How to train a neural network to classify images using the CIFAR-10 dataset

TABLE OF CONTENTS:
1. Introduction
2. Dataset and Libraries
3. Data Preprocessing and Visualisation
4. Model Definition and Training
5. Hyperparameter Tuning
6. Evaluation and Results
7. Conclusion
8. References

ABSTRACT:
This tutorial demonstrates how to use Jupyter Notebook to develop a machine learning pipeline for image classification using PyTorch. 
This tutorial will utilise the CIFAR-10 dataset, which consists of 10 different object categories. 
The topics covers within include: data preprocessing, model training, evaluation, and hyperparameter tuning.
By the end of this guide, users will have a fully functional AI system capable of classifying images 
and understanding how different hyperparameters affect model performance.

To begin, it is important to ensure that our machine learning pipeline is able to access all appropriate libraries.

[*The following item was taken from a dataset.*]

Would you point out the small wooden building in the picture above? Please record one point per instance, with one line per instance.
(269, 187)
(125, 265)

To achieve this, we can import that which we require. For this tutorial, we will use the libraries Pytorch, Matplotlib and Numpy. As such, we will import them as shown below:

In [3]:
# Importing the required libraries
import numpy as np
import torch
import torch.nn as nn
import torch.optim as optim
import matplotlib.pyplot as plt
import torchvision
import torchvision.transforms as transforms
from torch.utils.data import DataLoader
# PyTorch Library: PyTorch Team. (2025). torch module documentation. Retrieved February 25, 2025, from https://pytorch.org/docs/stable/index.html
# Torchvision: PyTorch Team. (2025). torchvision module documentation. Retrieved February 25, 2025, from https://pytorch.org/vision/stable/index.html
# Matplotlib: Hunter, J. D. (2007). Matplotlib: A 2D Graphics Environment. Computing in Science & Engineering, 9(3), 90-95. Retrieved February 25, 2025, from https://matplotlib.org/stable/index.html
# NumPy: Harris, C. R., et al. (2020). Array programming with NumPy. Nature, 585(7825), 357–362. Retrieved February 25, 2025, from https://numpy.org/doc/stable/

Following the importing of the required libraries, it is important to give our model the ability to train on an accelerator. An accelerator is a
device that can be used alongside the CPU to speed up the computation of our machine learning model.

In [4]:
# Step 1: Define Device
device = torch.device("cuda" if torch.cuda.is_available() else "cpu")
print(f'Using device: {device}')
# [Source: https://pytorch.org/docs/stable/notes/cuda.html]
# https://pytorch.org/tutorials/beginner/basics/buildmodel_tutorial.html#model-layers 

Using device: cpu


The next stage of the machine learning pipeline is the loading of normalisation of the data that is to be used to train the model.
This data will be ingested by the pipeline, and will be used to teach the pipeline how to separate the data into appropriate groups.
In this example, we will be using image data from the CIFAR10. The pipeline will then use these images and their classifications to learn which
attributes are present in each group, and will gain the ability to identify which images belong in each group based on these attributes.
We will be modifying the data such that it is appropriate for utility within our network.

In [5]:
# Step 2: Load and Normalise Data
# Download and dataloader data from the CIFAR10 as shown in https://pytorch.org/tutorials/beginner/blitz/cifar10_tutorial.html
# We use transforms to change attributes of the data to make it appropriate for the pipeline.
data_transform = transforms.Compose([
    transforms.RandomHorizontalFlip(),  # Randomly flips images horizontally to introduce variation
    transforms.RandomRotation(10),  # Rotates images by a small angle to enhance model robustness
    transforms.ColorJitter(brightness=0.2, contrast=0.2, saturation=0.2, hue=0.1),  # Adjusts brightness/contrast
    transforms.ToTensor(),  # Converts images to tensors for PyTorch compatibility
    transforms.Normalize((0.5, 0.5, 0.5), (0.5, 0.5, 0.5))  # Normalizes pixel values to improve learning stability
])
# Loading CIFAR-10 dataset [Source: https://pytorch.org/vision/stable/datasets.html#torchvision.datasets.CIFAR10]
train_dataset = torchvision.datasets.CIFAR10(root='./data', train=True, transform=data_transform, download=True)
test_dataset = torchvision.datasets.CIFAR10(root='./data', train=False, transform=data_transform, download=True)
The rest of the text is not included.